ヨーグルトでがん対策

ヨーグルト

がん予防・対策として考慮してみたいのがヨーグルトです。人間の腸内には300種類以上、100兆以上もの細菌が生息し、暮らしています。そこには小さいながらも壮大な世界が広がっているのです。

ご存知のように、人間の腸には、良い菌といわれる「善玉菌」もいれば、悪い菌である「悪玉菌」もいます。善玉菌が多いと調子が良いですが、悪玉菌が増えれば、悪さをたくさんするので、腸内の調子、また身体の様々なところに悪影響が出てきます。

がんとの関連でいえば、悪玉菌によってニトロソアミンなどの発ガン物質が作られます。また、腸は免疫機能がつまっている器官です。悪玉菌が増えてバランスが崩れると、体全体の免疫力が低下し、風邪などにかかりやすくなり、がん細胞を除去する能力自体が低下してしまいます。

悪玉菌対策としてすすめられているヨーグルトですが、ヨーグルトを大量に摂取することで知られているカスピ海沿岸、グルジアやブルガリアでは、夫婦合わせて200歳という例も珍しくありません。彼らの生活とヨーグルトは切っても切れないほど生活の中でよく登場する食品なのです。

胃も保護

牛乳やヨーグルトは、胃の粘膜を保護してくれます。ヨーグルトに含まれる乳酸菌の中には第1級の発がん性が指摘されているピロリ菌を除去してくれるものもあります。

アジア圏の人とヨーロッパ圏の人を比較すると、日本を含むアジア圏の人は牛乳を分解できない乳糖不耐症の割合が多いと言われています。

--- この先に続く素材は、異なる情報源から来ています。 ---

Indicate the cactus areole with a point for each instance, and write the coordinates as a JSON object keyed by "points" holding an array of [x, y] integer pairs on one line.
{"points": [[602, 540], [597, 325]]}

胃荒れから守ってくれる乳製品が苦手な分、胃がんが多いのがアジア圏の人々です。

ヨーグルトであれば、アジアの多くの人が苦手とする乳糖が牛乳の半分ほどしかありません。ヨーグルトに含まれる乳酸菌の働きによって最初から乳糖が半分ほど分解されているからです。ですから、牛乳を飲むとお腹の調子が悪くなる人にもヨーグルトは優しい製品なのです。

相性を探る

ヨーグルトを食べる習慣について、気に留めたい点が何かあるでしょうか。ヨーグルトのパーケージを見てみますと、「LB81乳酸菌」「LG21乳酸菌」「ビフィズス菌BB536」などと表記されています。これはそのヨーグルトに入っているメインとなる菌です。

それぞれの菌は有用ですが、持っている特技に違いがあります。たとえばLB81乳酸菌は、便秘改善・皮膚機能改善、LG21乳酸菌は、ピロリ菌抑制作用、ビフィズス菌BB536では、感染防御作用・抗アレルギー作用・コレステロール低下などの作用があります。

その時の体調や状態との相性があります。すぐに効果を感じるようなヨーグルトはその時に腸内で不足していて、必要としていた菌をメインとするものだったのかもしれません。自分自身の腸内菌との相性がありますから、合ったものを見つけるのがひとつのポイントになります。

どんなに健康に良いとされる食品いずれにしても当てはまることですが、毎日の度を過ぎた大量摂取には気をつけたいところです。人間の体調には個人差がありますから、世間でいくら良いと言われていても自分には合わないこともあります。自らの身体と相談しながら良いとされる食品にチャレンジしてみるのがよいでしょう。

いずれにしても、ヨーグルト全般はがん要素をなる悪玉菌とその悪影響を相殺してくれるなどのプラス効果が認められていますから、食生活の中に取り入れることを考慮したい食品のひとつです。